Calling Dr Surendran a medical professional will not do justice to his immense contribution in the vision arena. He has transcended the boundaries of the profession enough to be recognised as a leader par excellence. Celebrities or citizens without any exalted status – he continues to provide the same care that he has persisted with in his chosen field with passion that is hard to come by. He is the only member from the original core team (created to participate in the vision of his renowned mentor Dr SS Badrinath, who established the non-profit eye hospital under the aegis of Medical Research Foundation (MRF) in 1978) to stay on course with Sankara Nethralaya (SN) even now.
“My mentor, while serving VHS – Voluntary Health Services, had in 1974 introduced the concept of half-day practice and half-day service. Many renowned industrialists joined forces and helped him nurture the Kanchi seer-inspired dream of his to build the MRF. With a Parsi childless couple giving their property and the then MGR government support, the edifice of the dream started taking shape,” says Dr Surendran, who went back in time to share the roots of a grand vision of providing affordable quality eye-care.
With Dr Badrinath spelling out his vision of bringing multi-specialties in the field of eye-care, the days of serving basic needs such as corrective refractory errors (spectacles) and routine cataracts were over. “The dream of creating a gigantic institution made us embark on multi-specialties and sub-specialties too. We opened up retina centre for cataracts, cornea, oculoplasty (abnormalities in the structure of the eye) and UVEA (vascular middle layer of the eye) department,” says Dr Surendran, who is content to play the second leader’s role ever since he joined the institution.
Emphasising on the mission to provide affordable eye-care using the latest teaching, training and research-based methodologies and latest technology advancements, he highlighted SN’s ability to have teams that instilled confidence by functioning as a family-unit to service the needs of all stakeholders. “The institutional background, team approach, availability of good human resource backup, excellent lab facilities and being on the same wavelength of his mentor are the factors that have built SN,” says Dr Surendran, who has treated VIPs including former President R Venkatraman, former CM MGR and former union minister Bhuta Singh.
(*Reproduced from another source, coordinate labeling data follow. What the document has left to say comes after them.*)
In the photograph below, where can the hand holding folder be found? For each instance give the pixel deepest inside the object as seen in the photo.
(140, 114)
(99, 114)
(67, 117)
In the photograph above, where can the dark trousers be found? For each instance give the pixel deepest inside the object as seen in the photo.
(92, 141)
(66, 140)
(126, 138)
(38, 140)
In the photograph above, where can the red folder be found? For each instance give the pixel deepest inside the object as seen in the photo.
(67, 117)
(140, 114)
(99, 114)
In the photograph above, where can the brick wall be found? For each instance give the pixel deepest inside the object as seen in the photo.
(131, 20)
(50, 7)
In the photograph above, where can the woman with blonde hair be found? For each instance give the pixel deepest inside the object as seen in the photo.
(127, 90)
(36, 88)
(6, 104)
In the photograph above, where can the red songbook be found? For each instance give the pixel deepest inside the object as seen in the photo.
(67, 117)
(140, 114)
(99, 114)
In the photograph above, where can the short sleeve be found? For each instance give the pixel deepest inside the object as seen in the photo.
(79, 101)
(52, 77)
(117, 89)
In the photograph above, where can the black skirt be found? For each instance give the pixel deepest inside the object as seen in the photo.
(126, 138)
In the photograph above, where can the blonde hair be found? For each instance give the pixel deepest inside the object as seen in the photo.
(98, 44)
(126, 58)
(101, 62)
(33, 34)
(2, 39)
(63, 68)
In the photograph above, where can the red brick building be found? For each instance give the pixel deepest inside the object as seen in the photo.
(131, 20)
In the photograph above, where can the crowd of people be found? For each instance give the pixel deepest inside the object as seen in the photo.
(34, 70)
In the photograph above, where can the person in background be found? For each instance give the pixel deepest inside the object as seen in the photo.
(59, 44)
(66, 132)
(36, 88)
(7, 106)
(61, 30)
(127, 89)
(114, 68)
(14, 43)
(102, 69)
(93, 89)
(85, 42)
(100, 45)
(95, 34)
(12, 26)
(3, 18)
In fact, the originator of mono-vision was MGR, he said. It was a suggestion by him that made them order contact lens — one eye for distant vision and the other eye for near vision. “MGR kannadi podamal Assemblyil padithar (MGR read without glasses in Assembly) screamed a newspaper headline,” recalls the doctor, who has seen around 10 films, including Vidhuth alai in the now-defunct Mena theatre with Superstar Rajinikanth. Incidentally, Dr Surendran’s patients’ list include many chief secretaries (TN’s latest Chief Secretary Girija Vaidyanathan too) and cine stars such as Rajinikanth, Sridevi, Gautami and Mansoor Ali Khan.
“Full leadership has never been my cup of tea,” says Dr Surendran, who, asked about the key leadership attributes, responds by saying, “the ability to dream more, to stay committed, serve society and the ability to lead with integrity, transparency and dedication are what make great leaders.”
Another thing that he talks about is the need for individuals to gain overseas exposure. “I was a slow surgeon but training at Washington gave me techniques that increased my speed four-fold. While I gained confidence in enhancing my surgical skills, such opportunities improve communication skills too,” he said.